Now, most somatic mutations (whether in HSCs or some other tissue cell type) do not confer a 'fitness advantage' and so they are eliminated (e.g., via the DDR). However, there is accumulating evidence (S. Jaiswal and Ebert, 2019) that on rare occasions, some of these mutations that evolve into CH/CHIP are under positive selection and provide a growth advantage to these (clonal) cell populations (which may be viewed, in the evolutionary context, as a cell population in competition with other cell populations). This 'rare mutational process' (i.e., rare in the young) occurs in many tissue types and becomes less and less rare as we age (between 10 and 20% of those older than age 70 harbor a clonal myeloid population of appreciable size).
In their research, Jaiswal and Ebert also cite recent studies that suggest that CHIP is associated with an increased risk of all-cause mortality and an increased risk of cardiovascular diseases (see those noted, above).
In evolutionary terms, if an organism (or cell type) is under positive selection (resulting in clonal expansion) and which confers a 'growth advantage', etc. it is a truism that stopping this selection (and the age-relate illness/condition) requires removing the 'agent of selection'. Therefore, the goal, in general, is to first identify the specific agent of selection (and target it for mitigation, or, elimination).
Now, 'immune system' is a broad term (as is 'immune competence') and refers to a great number of cell types, interactions (e.g., B cell-T cell coupling), processes, and conditions. So, it is important to reduce/refine our quest to a more specific immune system phenomenon (even if it is broadly manifested) or process. Here, I am suggesting that 'clonal hematopoiesis' or clonal expansion (of an identified cell type) would seem to be a valid, specific, and clear immune system 'target condition'.
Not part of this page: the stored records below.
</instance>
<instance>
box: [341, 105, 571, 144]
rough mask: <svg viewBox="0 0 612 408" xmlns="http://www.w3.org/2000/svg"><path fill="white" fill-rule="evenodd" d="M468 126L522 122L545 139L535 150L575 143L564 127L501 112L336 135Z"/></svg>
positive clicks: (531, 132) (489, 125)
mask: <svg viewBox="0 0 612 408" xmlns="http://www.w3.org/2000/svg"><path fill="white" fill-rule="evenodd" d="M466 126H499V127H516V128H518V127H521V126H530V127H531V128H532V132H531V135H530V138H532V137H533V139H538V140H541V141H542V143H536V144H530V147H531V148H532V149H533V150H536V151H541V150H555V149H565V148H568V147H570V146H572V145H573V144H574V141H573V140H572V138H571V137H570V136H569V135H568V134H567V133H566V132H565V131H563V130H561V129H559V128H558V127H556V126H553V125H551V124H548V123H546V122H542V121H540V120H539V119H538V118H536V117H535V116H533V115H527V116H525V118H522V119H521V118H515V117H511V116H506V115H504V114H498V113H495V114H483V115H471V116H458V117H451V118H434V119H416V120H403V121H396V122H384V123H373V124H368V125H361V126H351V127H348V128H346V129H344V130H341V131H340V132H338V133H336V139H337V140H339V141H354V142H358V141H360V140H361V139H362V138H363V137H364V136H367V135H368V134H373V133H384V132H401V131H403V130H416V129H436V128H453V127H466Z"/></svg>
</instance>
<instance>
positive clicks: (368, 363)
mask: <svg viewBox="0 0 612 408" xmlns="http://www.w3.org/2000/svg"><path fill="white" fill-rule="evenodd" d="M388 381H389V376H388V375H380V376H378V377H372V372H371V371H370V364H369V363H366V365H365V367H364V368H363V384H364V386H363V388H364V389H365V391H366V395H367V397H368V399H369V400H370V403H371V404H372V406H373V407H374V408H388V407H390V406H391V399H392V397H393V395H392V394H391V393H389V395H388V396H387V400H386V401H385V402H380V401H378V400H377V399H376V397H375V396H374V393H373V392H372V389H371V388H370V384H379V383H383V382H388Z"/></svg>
Alternatively, or, in parallel to this search, the researchers emphasize the need to "develop strategies aimed at mitigating the adverse consequences of CHIP, such as lifestyle modifications or drugs that lower the risk of hematologic cancer and heart disease."
So, more concretely (as far as Jaiswal and Ebert's 'mitigation strategy')...I suggest here an obvious approach: that one of these strategies be the repairing of the mutation (in the epigenetic 'driver gene') that is fueling the positive selection of the clonal population (whether or not we can identify the actual selective agent) -- along with adjunct therapies to reduce inflammation (e.g., perhaps target/bind the cell surface receptor-ligand complex that triggers the inflammatory cascade, or block the production of the NLRP3 complex in vivo, etc.). This could be achieved via new (nucleotide) base editing technologies (e.g., sgCRISPR or shRNA cassettes, delivered to tissue cell types by next gen AAVs) -- performed in vivo first (ethically/humanely) in monkeys (as phase I/II) -- with the goal being the the (validated) significant decline, or complete elimination, of the clonal (e.g., myeloid cell type) population as the clear 'age reversal' indicator/benchmark.